Over the years, mónica has become a close friend and someone I deeply admire. I turn to her work over and over again because her words are intoxicatingly, painfully accurate and I’m addicted to knowing the truth. I’ve been honored to edit mónica’s essays for Autostraddle, which you should definitely read. I’ve also been honored to spend time with her in my home and exchange crucial conversations that have shaped the way I think about the world.
I’m excited to share with you this interview with her. I encourage you to read her work, follow her on Twitter, and keep an eye out for her future writing workshops!
This interview was edited for length and clarity.
Yvonne: I don't think I've ever asked you this, but why do you do poetry? What's your origin story?
mónica: I always liked writing. It was always something that I felt was very easy for me to do. I remember the first thing I ever wrote, I was in third grade. I wrote a retelling of the story of Robin Hood, in my own version. And then I became really interested in journalism actually. I did a lot of UIL writing competitions.
Oh really! I didn't know that.
Yeah, so I was always interested in telling stories and to some degree investigating. I was always a very observant and curious person. When I got to high school I also did journalism. When I was a freshman in high school, my teacher who was also the coach for UIL, got me into a program at UT. I don't know if they still do, but it was a summer program for high school students. It was basically a creative writing and journalism camp. When I was 14, she drove me to Austin. I got to stay on campus at UT in the dorms and attend all these workshops and seminars with different writing teachers from across the state. It was such a different experience than my very small town in the Bible belt. It made me really want to pursue journalism as my study and it made me want to go to school at UT Austin. During high school, that's pretty much all I was focused on was writing and doing well in school and doing competitions.
When I was 16, I got a job at the county newspaper. I worked there from the time I was a sophomore until I graduated. I was mostly doing layouts. I learned how to do darkroom photography. I covered a little bit of sports. I only ended up writing like one or two stories. A lot of my work was not glorious. I was learning and just like the intern there. But it was nice, because I spent a lot of time talking to the editor who owned the paper. He was this older man named Don Nelson, and he had actually gone to school at UT and studied journalism. He taught me a lot and always gave me an opportunity to learn more.
I applied to the university and I was accepted. I actually got into their journalism program. So I was a journalism student when I started at UT. I wanted to do magazine journalism, so that's where I started.
This is so funny that this is your origin story! I love this so much.
Yeah, it’s where I started. You can still see it in a lot of my poetry and that's why I really enjoy reading books written by journalists. I like the balance between learning and studying and getting into different aspects of the story. I think that definitely influenced my poetry later.
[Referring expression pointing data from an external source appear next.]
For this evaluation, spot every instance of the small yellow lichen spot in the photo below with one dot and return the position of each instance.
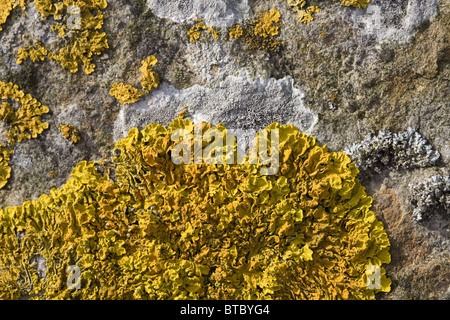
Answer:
(305, 16)
(70, 133)
(6, 7)
(267, 25)
(35, 53)
(125, 94)
(149, 79)
(5, 169)
(78, 29)
(213, 32)
(236, 32)
(194, 32)
(355, 3)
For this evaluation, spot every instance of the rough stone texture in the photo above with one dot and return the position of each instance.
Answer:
(406, 150)
(349, 73)
(430, 197)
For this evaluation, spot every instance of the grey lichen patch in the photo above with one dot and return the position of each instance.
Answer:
(395, 20)
(239, 102)
(430, 196)
(406, 150)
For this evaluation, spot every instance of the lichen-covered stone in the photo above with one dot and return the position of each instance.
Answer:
(199, 231)
(429, 196)
(405, 150)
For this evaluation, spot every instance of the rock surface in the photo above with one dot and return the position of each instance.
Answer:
(349, 73)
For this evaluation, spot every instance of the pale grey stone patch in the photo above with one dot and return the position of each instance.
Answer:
(220, 13)
(239, 102)
(407, 150)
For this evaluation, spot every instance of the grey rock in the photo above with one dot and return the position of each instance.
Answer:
(407, 150)
(429, 196)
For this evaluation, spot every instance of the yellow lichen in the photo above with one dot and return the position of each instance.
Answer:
(35, 53)
(306, 15)
(355, 3)
(261, 32)
(78, 29)
(194, 32)
(214, 32)
(25, 123)
(267, 25)
(5, 169)
(70, 133)
(6, 7)
(157, 230)
(127, 94)
(235, 32)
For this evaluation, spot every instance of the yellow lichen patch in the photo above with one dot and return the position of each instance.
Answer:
(235, 32)
(261, 32)
(70, 133)
(76, 24)
(149, 80)
(5, 169)
(159, 230)
(25, 123)
(35, 53)
(305, 15)
(267, 25)
(126, 94)
(6, 7)
(214, 32)
(195, 31)
(355, 3)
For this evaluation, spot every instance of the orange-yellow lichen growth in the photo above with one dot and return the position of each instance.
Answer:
(149, 79)
(305, 13)
(127, 94)
(195, 31)
(5, 169)
(25, 123)
(235, 32)
(260, 33)
(6, 7)
(77, 25)
(70, 133)
(355, 3)
(157, 230)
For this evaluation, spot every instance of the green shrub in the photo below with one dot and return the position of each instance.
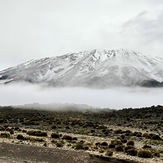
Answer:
(21, 137)
(109, 153)
(59, 144)
(5, 135)
(104, 144)
(55, 135)
(145, 154)
(147, 146)
(132, 152)
(79, 146)
(67, 137)
(119, 148)
(130, 143)
(36, 133)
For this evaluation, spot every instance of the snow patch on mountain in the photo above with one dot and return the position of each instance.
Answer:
(94, 68)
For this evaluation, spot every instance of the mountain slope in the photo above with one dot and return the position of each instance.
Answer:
(96, 68)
But when I was a freshman, I took a journalism class, which is required of all journalism students at UT, J310.
Yeah, it's still called J310. [Side note: I was also a UT journalism major]
I don't know who taught it when you were there, but my teacher was Bob Jenson in that class. One thing I do remember is we covered the Vietnam War. He went over the ethics of it because it was one of the first wars that the media and journalism broadcasted for people to see. After that class, I began to question whether this was something that I wanted to be a part of. They emphasize non-partisanship and not having a politic, which, even though I was 18-19, was already hard for me. I had come from such a rural, conservative area, and I already began to formulate different ideas from the ones that I was raised with, especially during that time.
I graduated high school in ‘99, so that was when Columbine happened. I was a senior in high school. It was also around the time that Matthew Shepard was beaten and killed. There were just a lot of different political events happening in the country that were receiving more coverage. It was also the first election that I could vote in and I ended up voting Green Party, for Ralph Nader. I was at the capitol when they announced the results of the election. And of course, they declared Al Gore the winner which, in my young unformed mind, at that time, I could live with. And then the next morning, of course, Florida delivered the election, and George Bush was declared the winner. I think that changed the trajectory of so many things.
The next year in 2000, I took a poetry class. It was called introduction to policies and I just really loved poetry. I had read poetry in high school, but most of the time they just feed you by default white poets. So we had read a lot of the Renaissance poets, John Donne, Keats, Yeats, Shakespeare, etc. all of those guys. But in this class, my teacher was a grad student, and he had us reading...I remember the first book that really just made me want to be a poet which was Audre Lorde's, The Marvelous Arithmetics of Distance. It just changed everything for me. For the first time, I was like, oh, poetry is something that is accessible. It's not just something for white people. That book in particular is the catalyst for my origin story.
Before that semester ended, I went to the College of Communications and told them I was changing my major to English. And they were pretty shocked. I think people didn't do that. I liked writing, I liked studying poetry, but I didn't think that it was something I could do until right before I graduated. I took creative writing classes and I had these professors who started talking to me about MFA programs which was like, one way for me to develop my craft.
Then you went to get your MFA in El Paso.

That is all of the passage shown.